# Photo shoot



## bunnychild (Jul 22, 2012)

My friend is really into photography and so I asked her to help me do a shoot on my rabbits but I need some help with photo ideas and good places for them. my house doesn't have the best light. My bedroom, kitchen and bathroom have the best lighting


----------



## MikeScone (Aug 2, 2012)

*bunnychild wrote: *


> my house doesn't have the best light. My bedroom, kitchen and bathroom have the best lighting


I usually just take candid shots wherever Natasha happens to be. Because of her black fur, it's usually necessary to use at least some level of flash to add some highlights to the fur. 

If you're looking to take posed portraits of the bunnies, where you do it doesn't really matter. You're better off using artificial light so you can control it. If you are going to use natural light, set up across from a window so you're not shooting in the glare of full sunlight. Use a panel of white cardboard to reflect light where you want it so you can get some three-dimensionality and highlights. 

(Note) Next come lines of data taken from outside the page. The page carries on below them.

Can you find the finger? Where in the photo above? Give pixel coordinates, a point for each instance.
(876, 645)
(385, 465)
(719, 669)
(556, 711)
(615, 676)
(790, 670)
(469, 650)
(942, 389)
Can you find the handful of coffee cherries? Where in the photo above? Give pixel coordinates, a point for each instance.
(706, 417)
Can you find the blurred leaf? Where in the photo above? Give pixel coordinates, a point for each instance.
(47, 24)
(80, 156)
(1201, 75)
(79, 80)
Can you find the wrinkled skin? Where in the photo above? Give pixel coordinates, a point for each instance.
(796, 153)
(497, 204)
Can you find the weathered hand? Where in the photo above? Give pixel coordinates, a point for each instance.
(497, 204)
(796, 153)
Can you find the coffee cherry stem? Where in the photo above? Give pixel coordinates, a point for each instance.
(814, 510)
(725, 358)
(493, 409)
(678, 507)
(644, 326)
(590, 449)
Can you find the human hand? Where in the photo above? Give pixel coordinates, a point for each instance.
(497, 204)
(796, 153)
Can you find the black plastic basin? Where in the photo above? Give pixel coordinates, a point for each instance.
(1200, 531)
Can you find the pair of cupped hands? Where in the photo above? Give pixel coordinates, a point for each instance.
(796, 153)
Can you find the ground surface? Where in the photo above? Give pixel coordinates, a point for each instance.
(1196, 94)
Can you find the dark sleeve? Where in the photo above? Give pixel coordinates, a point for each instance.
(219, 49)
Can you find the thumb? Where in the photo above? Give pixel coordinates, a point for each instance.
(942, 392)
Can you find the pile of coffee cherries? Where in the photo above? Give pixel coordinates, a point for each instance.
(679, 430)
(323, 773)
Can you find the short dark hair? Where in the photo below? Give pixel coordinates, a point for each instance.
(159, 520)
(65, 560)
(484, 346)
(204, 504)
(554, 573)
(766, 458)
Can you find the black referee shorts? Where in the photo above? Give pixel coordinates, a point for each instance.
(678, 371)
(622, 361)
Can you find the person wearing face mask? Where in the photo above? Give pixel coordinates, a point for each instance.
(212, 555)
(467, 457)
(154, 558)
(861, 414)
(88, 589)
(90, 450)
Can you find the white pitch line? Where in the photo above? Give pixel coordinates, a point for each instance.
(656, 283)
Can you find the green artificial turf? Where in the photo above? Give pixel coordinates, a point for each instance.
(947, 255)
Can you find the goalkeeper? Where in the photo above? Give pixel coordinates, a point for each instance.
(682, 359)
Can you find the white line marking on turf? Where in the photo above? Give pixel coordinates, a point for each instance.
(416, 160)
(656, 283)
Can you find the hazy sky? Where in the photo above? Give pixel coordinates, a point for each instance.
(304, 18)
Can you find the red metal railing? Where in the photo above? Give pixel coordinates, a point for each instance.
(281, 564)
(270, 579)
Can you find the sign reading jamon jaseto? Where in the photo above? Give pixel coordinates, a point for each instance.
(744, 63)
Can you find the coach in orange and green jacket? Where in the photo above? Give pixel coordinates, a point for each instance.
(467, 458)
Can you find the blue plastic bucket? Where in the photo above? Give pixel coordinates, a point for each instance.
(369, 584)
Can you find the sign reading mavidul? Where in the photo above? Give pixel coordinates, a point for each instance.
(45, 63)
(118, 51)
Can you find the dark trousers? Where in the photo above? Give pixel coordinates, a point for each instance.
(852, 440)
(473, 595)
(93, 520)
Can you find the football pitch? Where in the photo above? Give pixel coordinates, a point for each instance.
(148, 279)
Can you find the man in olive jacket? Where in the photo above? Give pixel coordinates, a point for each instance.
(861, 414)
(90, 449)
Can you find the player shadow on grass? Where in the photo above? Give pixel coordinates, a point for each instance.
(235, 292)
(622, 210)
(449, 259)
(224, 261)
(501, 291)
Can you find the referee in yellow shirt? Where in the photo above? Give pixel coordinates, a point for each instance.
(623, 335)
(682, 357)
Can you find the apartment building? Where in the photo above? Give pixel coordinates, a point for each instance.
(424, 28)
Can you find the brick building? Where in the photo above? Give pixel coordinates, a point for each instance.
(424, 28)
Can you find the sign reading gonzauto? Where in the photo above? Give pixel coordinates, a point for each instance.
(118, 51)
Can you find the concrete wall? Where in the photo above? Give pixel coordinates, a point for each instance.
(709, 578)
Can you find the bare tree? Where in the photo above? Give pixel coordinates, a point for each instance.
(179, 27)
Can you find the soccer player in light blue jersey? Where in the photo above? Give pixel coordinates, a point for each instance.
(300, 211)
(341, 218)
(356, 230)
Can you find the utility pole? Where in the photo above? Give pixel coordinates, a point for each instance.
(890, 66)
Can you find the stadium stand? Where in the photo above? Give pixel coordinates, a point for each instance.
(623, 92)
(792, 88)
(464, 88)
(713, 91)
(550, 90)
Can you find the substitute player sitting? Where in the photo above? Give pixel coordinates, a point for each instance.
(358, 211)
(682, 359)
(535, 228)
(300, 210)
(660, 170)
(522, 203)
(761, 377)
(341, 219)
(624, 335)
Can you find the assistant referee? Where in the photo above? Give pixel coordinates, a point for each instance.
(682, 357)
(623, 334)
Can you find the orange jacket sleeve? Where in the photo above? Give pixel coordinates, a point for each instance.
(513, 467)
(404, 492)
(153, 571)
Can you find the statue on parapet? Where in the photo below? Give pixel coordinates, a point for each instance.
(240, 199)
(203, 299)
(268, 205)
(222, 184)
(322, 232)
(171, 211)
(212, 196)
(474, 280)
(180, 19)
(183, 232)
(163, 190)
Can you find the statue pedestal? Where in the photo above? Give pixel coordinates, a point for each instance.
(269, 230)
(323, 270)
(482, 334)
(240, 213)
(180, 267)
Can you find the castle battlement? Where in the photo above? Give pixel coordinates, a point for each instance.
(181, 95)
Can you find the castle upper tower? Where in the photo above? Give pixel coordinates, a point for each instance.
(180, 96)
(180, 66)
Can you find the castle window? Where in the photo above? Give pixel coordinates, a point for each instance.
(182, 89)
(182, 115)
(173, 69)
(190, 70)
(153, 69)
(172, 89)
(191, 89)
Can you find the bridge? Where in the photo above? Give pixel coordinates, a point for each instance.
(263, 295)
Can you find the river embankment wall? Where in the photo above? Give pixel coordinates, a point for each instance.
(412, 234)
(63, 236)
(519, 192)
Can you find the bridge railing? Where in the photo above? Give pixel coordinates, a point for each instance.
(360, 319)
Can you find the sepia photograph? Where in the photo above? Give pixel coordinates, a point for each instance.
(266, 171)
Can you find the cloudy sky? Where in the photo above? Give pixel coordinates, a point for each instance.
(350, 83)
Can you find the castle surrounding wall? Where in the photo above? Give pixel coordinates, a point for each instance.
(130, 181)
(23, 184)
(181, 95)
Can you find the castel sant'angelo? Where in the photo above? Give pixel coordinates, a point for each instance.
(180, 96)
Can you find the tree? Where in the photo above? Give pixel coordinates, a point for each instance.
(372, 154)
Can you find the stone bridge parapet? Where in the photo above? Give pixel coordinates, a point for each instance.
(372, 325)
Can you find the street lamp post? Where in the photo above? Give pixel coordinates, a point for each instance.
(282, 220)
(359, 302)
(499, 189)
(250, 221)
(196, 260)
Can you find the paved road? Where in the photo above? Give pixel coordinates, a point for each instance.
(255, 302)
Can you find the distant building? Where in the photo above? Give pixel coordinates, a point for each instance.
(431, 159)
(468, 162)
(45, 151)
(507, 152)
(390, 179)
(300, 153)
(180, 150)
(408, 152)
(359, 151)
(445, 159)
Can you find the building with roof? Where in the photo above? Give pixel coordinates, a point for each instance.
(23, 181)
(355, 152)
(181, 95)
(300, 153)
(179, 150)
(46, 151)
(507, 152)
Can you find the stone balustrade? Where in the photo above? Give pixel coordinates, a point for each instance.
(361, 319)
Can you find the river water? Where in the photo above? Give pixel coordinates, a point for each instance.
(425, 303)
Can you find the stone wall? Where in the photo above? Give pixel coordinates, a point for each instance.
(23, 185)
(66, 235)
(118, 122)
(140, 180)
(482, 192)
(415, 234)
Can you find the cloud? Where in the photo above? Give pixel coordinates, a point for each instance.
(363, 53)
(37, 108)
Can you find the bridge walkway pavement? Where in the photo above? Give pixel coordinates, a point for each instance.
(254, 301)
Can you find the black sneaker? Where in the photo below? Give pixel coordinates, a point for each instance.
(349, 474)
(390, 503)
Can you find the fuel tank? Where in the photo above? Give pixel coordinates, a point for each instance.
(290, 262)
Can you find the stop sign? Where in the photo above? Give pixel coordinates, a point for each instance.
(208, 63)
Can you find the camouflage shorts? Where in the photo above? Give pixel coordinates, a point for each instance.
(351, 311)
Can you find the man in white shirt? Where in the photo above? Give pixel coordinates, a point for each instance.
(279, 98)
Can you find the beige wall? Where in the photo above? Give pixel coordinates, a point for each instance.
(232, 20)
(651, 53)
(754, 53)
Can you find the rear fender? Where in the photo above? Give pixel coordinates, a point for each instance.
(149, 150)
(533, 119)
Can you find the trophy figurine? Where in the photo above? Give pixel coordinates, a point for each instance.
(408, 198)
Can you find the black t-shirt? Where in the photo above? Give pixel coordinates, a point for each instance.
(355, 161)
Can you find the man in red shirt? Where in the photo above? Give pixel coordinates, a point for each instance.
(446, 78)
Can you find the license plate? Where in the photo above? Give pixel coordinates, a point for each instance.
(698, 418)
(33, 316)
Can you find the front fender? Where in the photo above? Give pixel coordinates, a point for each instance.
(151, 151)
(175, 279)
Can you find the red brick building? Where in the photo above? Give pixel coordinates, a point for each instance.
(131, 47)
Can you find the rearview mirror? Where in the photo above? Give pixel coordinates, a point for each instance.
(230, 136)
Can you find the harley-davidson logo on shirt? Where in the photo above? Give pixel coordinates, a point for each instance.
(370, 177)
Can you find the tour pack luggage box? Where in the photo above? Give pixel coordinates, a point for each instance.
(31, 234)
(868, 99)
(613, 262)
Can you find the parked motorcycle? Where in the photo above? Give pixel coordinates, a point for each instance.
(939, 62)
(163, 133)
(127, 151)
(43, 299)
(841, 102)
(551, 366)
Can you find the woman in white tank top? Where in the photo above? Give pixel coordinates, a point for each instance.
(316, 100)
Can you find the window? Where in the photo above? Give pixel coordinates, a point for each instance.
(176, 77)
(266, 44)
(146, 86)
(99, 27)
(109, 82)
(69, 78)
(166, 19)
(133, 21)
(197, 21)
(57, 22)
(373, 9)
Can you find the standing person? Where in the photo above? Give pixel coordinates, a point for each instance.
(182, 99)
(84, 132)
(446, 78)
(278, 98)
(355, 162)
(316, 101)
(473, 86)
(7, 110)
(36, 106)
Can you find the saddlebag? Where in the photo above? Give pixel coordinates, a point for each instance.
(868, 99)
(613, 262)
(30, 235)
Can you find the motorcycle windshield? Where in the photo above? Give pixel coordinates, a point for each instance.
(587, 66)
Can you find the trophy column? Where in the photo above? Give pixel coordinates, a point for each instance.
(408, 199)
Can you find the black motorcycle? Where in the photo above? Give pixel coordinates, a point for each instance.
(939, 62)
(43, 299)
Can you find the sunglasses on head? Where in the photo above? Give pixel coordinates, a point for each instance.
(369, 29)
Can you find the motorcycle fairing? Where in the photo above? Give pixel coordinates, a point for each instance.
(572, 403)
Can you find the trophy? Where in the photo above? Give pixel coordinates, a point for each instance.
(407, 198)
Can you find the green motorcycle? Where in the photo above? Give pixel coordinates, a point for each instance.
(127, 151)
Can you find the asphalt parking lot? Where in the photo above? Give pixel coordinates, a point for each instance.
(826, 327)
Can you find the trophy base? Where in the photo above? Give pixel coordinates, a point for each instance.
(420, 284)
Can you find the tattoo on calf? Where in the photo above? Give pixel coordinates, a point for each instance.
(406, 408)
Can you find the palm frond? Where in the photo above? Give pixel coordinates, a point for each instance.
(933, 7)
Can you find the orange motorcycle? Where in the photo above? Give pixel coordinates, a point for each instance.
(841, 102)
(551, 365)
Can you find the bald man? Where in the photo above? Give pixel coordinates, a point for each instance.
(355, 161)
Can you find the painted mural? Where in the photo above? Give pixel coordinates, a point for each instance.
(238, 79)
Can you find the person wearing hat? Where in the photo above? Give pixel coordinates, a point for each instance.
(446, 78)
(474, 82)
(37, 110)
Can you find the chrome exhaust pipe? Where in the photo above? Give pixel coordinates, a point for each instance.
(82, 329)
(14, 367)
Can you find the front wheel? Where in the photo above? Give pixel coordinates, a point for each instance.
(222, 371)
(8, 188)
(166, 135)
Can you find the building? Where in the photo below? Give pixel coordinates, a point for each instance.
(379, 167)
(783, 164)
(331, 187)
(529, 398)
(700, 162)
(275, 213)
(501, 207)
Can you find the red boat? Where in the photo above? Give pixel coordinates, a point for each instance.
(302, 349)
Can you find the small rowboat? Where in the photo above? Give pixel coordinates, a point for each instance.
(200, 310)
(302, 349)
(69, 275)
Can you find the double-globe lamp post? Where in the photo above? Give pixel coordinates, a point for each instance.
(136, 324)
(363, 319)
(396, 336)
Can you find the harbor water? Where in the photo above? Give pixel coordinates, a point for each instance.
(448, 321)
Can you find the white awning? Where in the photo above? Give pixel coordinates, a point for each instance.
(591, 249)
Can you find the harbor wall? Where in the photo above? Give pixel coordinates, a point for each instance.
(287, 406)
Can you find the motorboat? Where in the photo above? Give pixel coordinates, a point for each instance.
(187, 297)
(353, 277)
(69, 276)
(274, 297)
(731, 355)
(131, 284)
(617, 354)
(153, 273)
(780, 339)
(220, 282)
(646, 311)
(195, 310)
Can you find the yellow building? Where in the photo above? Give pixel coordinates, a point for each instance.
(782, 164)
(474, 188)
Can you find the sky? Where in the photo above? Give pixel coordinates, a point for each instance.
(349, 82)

I'd get a roll of no-seam paper (a heavy paper used for backgrounds in professional photography - so called, because you can use the roll to fair out the seam between wall and floor) in a neutral color or grey to use as a background. Suspend the roll of no-seam from above and roll it smoothly across where you're taking the picture. Then put the bunny and a prop on the paper and shoot.


----------



## bunnychild (Aug 2, 2012)

Thx thats helpful


----------